SPAIN’s Ministry of Industry, Tourism and Digital has published a new report, including new growth scenarios for the future of the Spanish energy market.
It recognises solar as the future cheapest source of power and the dominance of photovoltaic above all other energy sources by 2030.
The Spanish government said that increasing the renewables share would significantly reduce power generation costs, thus enabling savings of around €9.6 billion.
CO2 emissions would be more than halved, and power exports to France could increase the report’s authors noted.
According to the most optimistic figures provided by the ministry, solar is expected to reach a power production capacity of 47.1 TWh by 2030, becoming the country’s leading power source, followed by wind (31.0 TWh), combined cycle plants (24.5 TWh), hydropower (23.0 TWh), cogeneration facilities (8.5 TWh), and nuclear power (7.1 TWh).
Under this scenario, renewables would have a 70% share in Spain’s electricity mix, while solar PV technology would reach a cumulative installed power of around 77 GW, followed by wind with 47.5 GW.

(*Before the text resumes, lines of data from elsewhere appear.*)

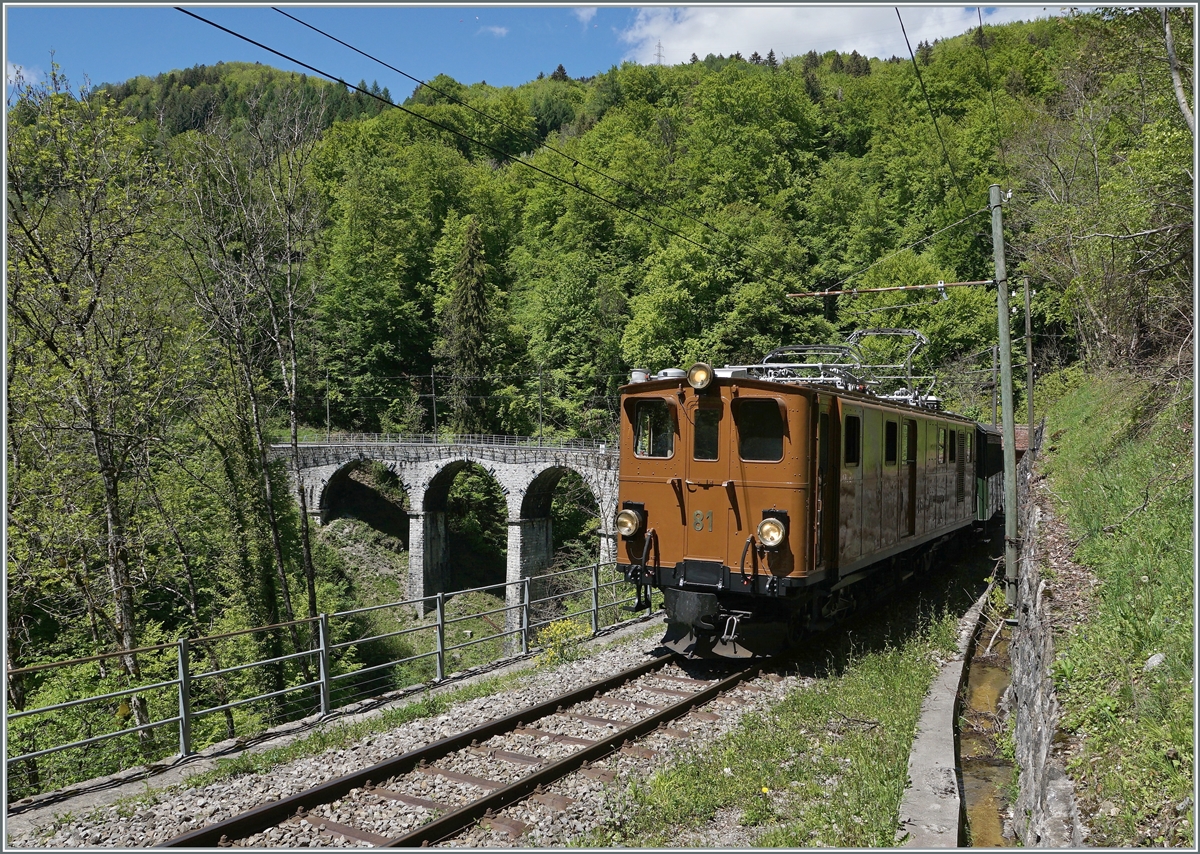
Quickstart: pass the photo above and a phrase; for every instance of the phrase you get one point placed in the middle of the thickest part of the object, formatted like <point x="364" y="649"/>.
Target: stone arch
<point x="435" y="569"/>
<point x="347" y="495"/>
<point x="540" y="493"/>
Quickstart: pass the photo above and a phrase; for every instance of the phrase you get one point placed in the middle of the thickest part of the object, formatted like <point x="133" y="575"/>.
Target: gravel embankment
<point x="157" y="816"/>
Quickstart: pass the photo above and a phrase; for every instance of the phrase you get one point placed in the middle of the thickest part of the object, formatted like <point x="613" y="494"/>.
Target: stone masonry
<point x="526" y="473"/>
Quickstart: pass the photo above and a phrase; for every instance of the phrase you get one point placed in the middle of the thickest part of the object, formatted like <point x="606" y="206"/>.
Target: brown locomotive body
<point x="861" y="491"/>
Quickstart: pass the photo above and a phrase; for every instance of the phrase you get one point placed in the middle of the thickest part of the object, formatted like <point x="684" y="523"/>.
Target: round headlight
<point x="700" y="376"/>
<point x="629" y="523"/>
<point x="772" y="531"/>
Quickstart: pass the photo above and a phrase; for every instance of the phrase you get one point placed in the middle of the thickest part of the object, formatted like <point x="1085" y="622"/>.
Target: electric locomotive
<point x="768" y="500"/>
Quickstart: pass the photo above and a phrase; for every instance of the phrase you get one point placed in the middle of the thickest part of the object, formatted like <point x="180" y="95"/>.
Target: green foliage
<point x="561" y="642"/>
<point x="139" y="401"/>
<point x="1121" y="464"/>
<point x="827" y="767"/>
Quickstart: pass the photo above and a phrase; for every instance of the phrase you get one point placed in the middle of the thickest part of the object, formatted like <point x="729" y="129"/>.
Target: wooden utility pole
<point x="1029" y="361"/>
<point x="1006" y="397"/>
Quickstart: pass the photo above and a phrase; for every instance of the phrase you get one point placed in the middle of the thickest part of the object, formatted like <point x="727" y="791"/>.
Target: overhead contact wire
<point x="526" y="134"/>
<point x="495" y="150"/>
<point x="991" y="94"/>
<point x="931" y="115"/>
<point x="499" y="152"/>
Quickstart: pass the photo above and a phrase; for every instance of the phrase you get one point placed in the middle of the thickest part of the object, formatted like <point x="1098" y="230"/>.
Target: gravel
<point x="157" y="816"/>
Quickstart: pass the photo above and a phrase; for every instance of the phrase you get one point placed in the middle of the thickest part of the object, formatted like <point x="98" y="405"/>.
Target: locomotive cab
<point x="759" y="503"/>
<point x="714" y="495"/>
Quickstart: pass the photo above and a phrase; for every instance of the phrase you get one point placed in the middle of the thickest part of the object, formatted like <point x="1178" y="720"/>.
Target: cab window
<point x="853" y="440"/>
<point x="889" y="443"/>
<point x="760" y="429"/>
<point x="653" y="429"/>
<point x="708" y="427"/>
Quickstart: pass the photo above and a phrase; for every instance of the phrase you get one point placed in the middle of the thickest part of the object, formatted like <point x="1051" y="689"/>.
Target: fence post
<point x="525" y="615"/>
<point x="595" y="599"/>
<point x="442" y="637"/>
<point x="323" y="660"/>
<point x="185" y="701"/>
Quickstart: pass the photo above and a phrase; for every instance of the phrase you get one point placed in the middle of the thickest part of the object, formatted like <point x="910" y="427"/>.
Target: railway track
<point x="523" y="753"/>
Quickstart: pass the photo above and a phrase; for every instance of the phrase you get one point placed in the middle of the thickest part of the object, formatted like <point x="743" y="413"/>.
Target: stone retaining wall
<point x="1045" y="815"/>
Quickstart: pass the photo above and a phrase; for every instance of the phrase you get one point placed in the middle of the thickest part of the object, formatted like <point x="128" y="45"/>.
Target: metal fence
<point x="460" y="439"/>
<point x="94" y="719"/>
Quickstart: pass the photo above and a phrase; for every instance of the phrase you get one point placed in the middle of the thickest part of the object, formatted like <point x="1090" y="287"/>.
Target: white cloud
<point x="12" y="70"/>
<point x="792" y="30"/>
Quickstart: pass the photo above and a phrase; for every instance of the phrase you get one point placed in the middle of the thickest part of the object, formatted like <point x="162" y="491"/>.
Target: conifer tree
<point x="465" y="334"/>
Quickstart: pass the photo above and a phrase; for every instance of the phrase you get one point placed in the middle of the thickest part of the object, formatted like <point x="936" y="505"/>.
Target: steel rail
<point x="454" y="822"/>
<point x="270" y="815"/>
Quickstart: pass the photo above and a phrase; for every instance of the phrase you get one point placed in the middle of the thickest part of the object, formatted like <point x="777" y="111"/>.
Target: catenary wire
<point x="930" y="104"/>
<point x="526" y="134"/>
<point x="991" y="94"/>
<point x="495" y="150"/>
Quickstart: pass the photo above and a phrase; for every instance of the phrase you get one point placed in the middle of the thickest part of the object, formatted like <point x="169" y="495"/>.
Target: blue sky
<point x="502" y="44"/>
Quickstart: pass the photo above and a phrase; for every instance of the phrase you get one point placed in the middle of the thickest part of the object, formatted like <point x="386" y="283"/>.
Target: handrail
<point x="532" y="441"/>
<point x="515" y="637"/>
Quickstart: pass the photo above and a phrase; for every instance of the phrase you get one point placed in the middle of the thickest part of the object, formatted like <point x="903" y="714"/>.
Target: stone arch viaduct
<point x="526" y="469"/>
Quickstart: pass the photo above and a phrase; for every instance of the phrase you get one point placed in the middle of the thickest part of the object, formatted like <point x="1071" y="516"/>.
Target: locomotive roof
<point x="796" y="386"/>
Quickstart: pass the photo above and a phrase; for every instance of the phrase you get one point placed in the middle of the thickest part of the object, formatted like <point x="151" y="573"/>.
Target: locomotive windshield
<point x="653" y="429"/>
<point x="760" y="431"/>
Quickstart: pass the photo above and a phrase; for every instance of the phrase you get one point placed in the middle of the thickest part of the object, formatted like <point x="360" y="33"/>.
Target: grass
<point x="1121" y="465"/>
<point x="827" y="767"/>
<point x="347" y="734"/>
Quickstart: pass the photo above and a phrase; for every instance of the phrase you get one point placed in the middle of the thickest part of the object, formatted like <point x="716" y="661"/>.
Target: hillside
<point x="215" y="259"/>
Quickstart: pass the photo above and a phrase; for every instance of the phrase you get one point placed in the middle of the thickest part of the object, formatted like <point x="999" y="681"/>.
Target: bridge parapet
<point x="526" y="469"/>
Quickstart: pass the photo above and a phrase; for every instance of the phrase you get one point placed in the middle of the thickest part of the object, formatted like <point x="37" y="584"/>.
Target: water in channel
<point x="988" y="776"/>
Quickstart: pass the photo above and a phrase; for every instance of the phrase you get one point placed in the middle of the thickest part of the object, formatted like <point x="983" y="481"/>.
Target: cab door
<point x="826" y="453"/>
<point x="706" y="497"/>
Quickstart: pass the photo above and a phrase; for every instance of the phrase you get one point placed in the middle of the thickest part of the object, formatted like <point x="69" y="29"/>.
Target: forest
<point x="217" y="259"/>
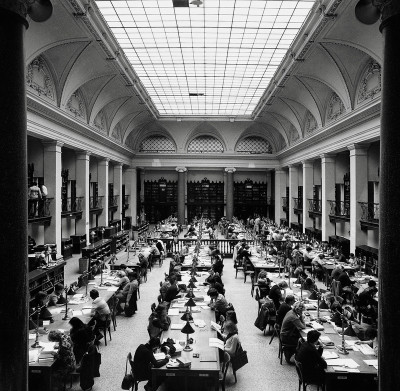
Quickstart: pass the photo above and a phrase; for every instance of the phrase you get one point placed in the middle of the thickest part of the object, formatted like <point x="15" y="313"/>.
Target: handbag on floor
<point x="127" y="381"/>
<point x="239" y="360"/>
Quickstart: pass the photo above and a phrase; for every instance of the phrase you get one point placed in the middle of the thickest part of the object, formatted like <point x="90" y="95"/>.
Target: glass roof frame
<point x="212" y="60"/>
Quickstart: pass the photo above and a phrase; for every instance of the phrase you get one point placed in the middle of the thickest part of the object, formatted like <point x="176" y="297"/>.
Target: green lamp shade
<point x="187" y="329"/>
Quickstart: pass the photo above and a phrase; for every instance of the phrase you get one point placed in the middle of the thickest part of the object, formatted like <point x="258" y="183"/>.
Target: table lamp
<point x="187" y="329"/>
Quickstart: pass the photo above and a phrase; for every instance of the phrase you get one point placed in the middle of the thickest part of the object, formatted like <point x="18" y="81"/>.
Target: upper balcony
<point x="39" y="211"/>
<point x="370" y="215"/>
<point x="72" y="207"/>
<point x="340" y="211"/>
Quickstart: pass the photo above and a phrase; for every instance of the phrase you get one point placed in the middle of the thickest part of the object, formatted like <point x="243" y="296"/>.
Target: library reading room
<point x="207" y="195"/>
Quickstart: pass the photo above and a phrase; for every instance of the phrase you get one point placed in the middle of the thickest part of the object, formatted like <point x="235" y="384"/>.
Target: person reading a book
<point x="64" y="362"/>
<point x="144" y="360"/>
<point x="309" y="355"/>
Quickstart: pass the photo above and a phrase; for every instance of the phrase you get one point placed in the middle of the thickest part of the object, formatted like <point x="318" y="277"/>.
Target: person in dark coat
<point x="144" y="360"/>
<point x="310" y="356"/>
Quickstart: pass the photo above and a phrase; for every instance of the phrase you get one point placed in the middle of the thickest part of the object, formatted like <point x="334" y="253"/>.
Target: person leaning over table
<point x="292" y="324"/>
<point x="144" y="360"/>
<point x="56" y="296"/>
<point x="309" y="355"/>
<point x="275" y="294"/>
<point x="65" y="362"/>
<point x="284" y="308"/>
<point x="218" y="302"/>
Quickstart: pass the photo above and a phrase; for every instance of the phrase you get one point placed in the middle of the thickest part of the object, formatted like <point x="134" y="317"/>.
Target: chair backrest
<point x="299" y="370"/>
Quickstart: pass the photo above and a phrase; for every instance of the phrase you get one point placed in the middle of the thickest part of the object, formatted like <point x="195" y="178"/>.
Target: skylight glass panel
<point x="223" y="53"/>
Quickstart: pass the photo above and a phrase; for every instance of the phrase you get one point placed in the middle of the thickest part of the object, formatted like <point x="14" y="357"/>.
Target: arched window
<point x="253" y="145"/>
<point x="157" y="144"/>
<point x="205" y="144"/>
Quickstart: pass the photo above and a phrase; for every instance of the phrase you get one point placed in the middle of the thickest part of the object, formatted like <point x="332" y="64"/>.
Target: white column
<point x="131" y="190"/>
<point x="269" y="192"/>
<point x="118" y="191"/>
<point x="328" y="181"/>
<point x="308" y="182"/>
<point x="82" y="190"/>
<point x="52" y="165"/>
<point x="293" y="192"/>
<point x="280" y="191"/>
<point x="102" y="186"/>
<point x="358" y="192"/>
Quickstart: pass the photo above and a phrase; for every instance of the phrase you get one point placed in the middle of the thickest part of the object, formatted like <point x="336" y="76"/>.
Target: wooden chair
<point x="304" y="382"/>
<point x="224" y="369"/>
<point x="106" y="327"/>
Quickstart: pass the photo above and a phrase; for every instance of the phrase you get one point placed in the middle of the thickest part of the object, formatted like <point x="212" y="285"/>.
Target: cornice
<point x="56" y="115"/>
<point x="352" y="119"/>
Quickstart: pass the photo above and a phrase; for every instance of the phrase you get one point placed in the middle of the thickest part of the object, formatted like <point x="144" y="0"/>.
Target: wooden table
<point x="198" y="369"/>
<point x="366" y="379"/>
<point x="40" y="373"/>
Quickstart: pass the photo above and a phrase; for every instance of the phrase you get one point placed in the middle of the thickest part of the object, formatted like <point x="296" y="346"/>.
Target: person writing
<point x="144" y="360"/>
<point x="310" y="356"/>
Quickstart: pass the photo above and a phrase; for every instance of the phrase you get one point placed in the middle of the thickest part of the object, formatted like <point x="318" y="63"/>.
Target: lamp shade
<point x="187" y="329"/>
<point x="190" y="303"/>
<point x="187" y="316"/>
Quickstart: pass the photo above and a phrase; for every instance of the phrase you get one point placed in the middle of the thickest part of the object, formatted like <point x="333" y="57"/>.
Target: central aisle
<point x="262" y="372"/>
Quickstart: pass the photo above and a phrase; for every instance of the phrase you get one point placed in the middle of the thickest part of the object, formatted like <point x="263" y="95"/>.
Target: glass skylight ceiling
<point x="212" y="60"/>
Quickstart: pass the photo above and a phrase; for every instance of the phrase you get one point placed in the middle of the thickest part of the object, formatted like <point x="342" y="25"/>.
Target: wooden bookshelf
<point x="250" y="198"/>
<point x="160" y="199"/>
<point x="205" y="198"/>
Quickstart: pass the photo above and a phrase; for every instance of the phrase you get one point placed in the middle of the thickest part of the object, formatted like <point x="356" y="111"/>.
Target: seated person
<point x="310" y="356"/>
<point x="100" y="313"/>
<point x="82" y="336"/>
<point x="144" y="360"/>
<point x="309" y="285"/>
<point x="159" y="321"/>
<point x="64" y="362"/>
<point x="284" y="308"/>
<point x="307" y="257"/>
<point x="292" y="323"/>
<point x="218" y="302"/>
<point x="275" y="294"/>
<point x="56" y="296"/>
<point x="263" y="283"/>
<point x="232" y="341"/>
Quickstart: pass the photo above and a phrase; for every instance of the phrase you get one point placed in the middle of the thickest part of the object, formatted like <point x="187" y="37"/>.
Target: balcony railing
<point x="298" y="203"/>
<point x="113" y="201"/>
<point x="72" y="205"/>
<point x="126" y="202"/>
<point x="285" y="204"/>
<point x="39" y="209"/>
<point x="314" y="206"/>
<point x="339" y="209"/>
<point x="370" y="212"/>
<point x="96" y="202"/>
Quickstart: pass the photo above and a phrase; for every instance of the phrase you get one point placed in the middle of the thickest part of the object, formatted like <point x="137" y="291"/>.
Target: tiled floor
<point x="263" y="371"/>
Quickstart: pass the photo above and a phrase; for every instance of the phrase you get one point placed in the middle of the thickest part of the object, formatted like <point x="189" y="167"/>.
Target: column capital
<point x="19" y="7"/>
<point x="388" y="9"/>
<point x="82" y="154"/>
<point x="358" y="149"/>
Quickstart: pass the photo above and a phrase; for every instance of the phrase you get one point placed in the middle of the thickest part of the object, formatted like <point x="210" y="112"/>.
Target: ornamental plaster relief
<point x="38" y="79"/>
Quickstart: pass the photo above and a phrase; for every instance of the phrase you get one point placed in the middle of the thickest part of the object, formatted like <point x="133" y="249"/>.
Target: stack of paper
<point x="216" y="343"/>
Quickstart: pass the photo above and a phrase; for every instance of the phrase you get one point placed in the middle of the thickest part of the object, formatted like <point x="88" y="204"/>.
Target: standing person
<point x="100" y="313"/>
<point x="292" y="323"/>
<point x="128" y="296"/>
<point x="34" y="195"/>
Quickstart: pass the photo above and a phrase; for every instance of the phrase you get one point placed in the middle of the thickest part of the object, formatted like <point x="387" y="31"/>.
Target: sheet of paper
<point x="177" y="326"/>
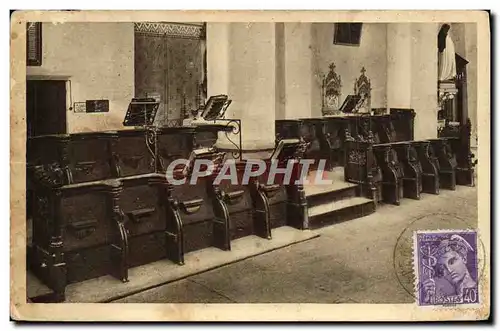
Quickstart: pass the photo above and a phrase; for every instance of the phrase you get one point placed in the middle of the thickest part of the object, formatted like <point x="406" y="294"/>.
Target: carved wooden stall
<point x="105" y="202"/>
<point x="401" y="167"/>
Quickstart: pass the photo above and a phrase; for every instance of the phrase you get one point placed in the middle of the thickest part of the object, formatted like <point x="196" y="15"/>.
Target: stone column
<point x="217" y="58"/>
<point x="241" y="62"/>
<point x="298" y="70"/>
<point x="399" y="65"/>
<point x="424" y="77"/>
<point x="471" y="56"/>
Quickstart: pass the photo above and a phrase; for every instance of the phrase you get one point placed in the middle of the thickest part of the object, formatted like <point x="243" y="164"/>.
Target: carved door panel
<point x="185" y="75"/>
<point x="151" y="68"/>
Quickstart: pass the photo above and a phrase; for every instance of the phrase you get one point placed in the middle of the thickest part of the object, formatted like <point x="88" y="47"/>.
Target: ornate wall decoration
<point x="362" y="87"/>
<point x="174" y="30"/>
<point x="357" y="157"/>
<point x="331" y="91"/>
<point x="170" y="63"/>
<point x="348" y="34"/>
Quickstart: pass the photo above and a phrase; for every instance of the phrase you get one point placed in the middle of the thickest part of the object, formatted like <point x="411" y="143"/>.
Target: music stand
<point x="350" y="103"/>
<point x="141" y="112"/>
<point x="216" y="107"/>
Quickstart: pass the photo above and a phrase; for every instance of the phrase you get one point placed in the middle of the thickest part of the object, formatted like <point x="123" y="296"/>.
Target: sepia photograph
<point x="228" y="159"/>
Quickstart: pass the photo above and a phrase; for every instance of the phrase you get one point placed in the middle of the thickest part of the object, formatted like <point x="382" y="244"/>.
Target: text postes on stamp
<point x="446" y="266"/>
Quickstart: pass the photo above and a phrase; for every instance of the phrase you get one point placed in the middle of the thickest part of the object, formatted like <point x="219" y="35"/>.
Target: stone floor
<point x="366" y="260"/>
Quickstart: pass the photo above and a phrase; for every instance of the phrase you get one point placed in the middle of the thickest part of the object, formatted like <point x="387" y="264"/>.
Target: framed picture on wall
<point x="34" y="44"/>
<point x="347" y="34"/>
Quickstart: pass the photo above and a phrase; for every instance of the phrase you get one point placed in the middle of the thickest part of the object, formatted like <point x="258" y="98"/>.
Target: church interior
<point x="390" y="107"/>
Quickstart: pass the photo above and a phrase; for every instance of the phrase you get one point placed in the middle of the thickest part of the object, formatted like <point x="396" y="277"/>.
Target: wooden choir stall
<point x="101" y="202"/>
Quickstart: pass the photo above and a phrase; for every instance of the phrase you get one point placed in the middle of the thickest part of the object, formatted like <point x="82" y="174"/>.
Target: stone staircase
<point x="336" y="202"/>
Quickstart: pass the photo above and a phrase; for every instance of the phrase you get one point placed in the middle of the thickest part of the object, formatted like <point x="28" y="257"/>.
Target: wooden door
<point x="45" y="107"/>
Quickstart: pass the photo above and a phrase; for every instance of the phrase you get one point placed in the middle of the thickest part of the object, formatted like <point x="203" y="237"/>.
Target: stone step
<point x="321" y="194"/>
<point x="339" y="211"/>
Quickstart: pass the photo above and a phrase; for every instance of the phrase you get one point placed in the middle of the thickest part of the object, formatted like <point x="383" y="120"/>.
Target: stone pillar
<point x="217" y="58"/>
<point x="424" y="77"/>
<point x="471" y="56"/>
<point x="399" y="78"/>
<point x="298" y="70"/>
<point x="241" y="62"/>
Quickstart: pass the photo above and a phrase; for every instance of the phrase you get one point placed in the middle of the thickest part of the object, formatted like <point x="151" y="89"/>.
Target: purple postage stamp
<point x="446" y="267"/>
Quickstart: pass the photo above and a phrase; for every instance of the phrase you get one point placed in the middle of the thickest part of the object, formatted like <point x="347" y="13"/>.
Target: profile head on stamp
<point x="447" y="267"/>
<point x="452" y="260"/>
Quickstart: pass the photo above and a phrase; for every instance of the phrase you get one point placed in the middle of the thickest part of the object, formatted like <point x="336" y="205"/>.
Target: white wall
<point x="471" y="56"/>
<point x="98" y="58"/>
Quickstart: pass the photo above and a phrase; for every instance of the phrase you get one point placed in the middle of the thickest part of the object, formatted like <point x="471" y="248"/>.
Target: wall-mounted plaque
<point x="347" y="34"/>
<point x="216" y="107"/>
<point x="97" y="106"/>
<point x="34" y="43"/>
<point x="80" y="107"/>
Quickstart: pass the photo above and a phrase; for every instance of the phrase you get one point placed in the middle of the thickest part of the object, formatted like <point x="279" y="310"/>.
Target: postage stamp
<point x="446" y="267"/>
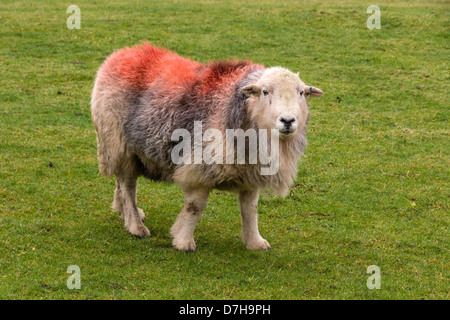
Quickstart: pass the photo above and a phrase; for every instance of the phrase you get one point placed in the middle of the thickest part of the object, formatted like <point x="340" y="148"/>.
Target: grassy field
<point x="372" y="189"/>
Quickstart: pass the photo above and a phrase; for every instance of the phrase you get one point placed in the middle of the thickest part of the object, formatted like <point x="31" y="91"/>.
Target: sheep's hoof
<point x="184" y="245"/>
<point x="141" y="214"/>
<point x="259" y="244"/>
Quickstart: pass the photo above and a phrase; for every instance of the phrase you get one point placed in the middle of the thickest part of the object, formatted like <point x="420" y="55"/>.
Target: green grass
<point x="373" y="188"/>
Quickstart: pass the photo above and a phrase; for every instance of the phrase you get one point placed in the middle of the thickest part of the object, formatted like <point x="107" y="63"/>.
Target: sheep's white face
<point x="278" y="101"/>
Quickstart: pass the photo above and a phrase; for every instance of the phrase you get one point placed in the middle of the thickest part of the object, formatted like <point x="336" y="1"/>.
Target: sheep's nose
<point x="287" y="122"/>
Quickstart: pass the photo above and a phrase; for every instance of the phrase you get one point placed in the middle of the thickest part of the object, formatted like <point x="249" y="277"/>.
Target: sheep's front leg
<point x="125" y="201"/>
<point x="183" y="228"/>
<point x="249" y="213"/>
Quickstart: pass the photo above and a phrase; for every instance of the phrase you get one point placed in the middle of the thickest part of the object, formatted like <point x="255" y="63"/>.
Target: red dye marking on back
<point x="143" y="66"/>
<point x="222" y="73"/>
<point x="138" y="67"/>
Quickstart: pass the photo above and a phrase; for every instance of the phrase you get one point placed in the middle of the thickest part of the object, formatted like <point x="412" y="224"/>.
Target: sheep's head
<point x="278" y="101"/>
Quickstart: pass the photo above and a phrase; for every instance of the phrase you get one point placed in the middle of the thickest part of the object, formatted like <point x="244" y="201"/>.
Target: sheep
<point x="144" y="93"/>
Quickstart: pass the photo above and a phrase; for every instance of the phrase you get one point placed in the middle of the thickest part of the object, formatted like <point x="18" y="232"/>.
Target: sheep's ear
<point x="251" y="89"/>
<point x="312" y="91"/>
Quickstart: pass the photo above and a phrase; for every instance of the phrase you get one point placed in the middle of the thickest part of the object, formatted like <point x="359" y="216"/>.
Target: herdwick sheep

A second, less ambitious scenario, called “sustainable transition” also expects solar to become the largest and cheapest source of power by 2030, but with ‘only’ 40 TWh of power production capacity and no storage deployed.
Under this scenario, however, renewables would still account for 67% of total power generation capacity, although part of the missing 7 TWh from solar would be partly replaced with 4 TWh of power generation from coal.
Spanish solar association, UNEF has welcomed the findings of the report, claiming that the Spanish government has finally acknowledged the high value of the PV technology.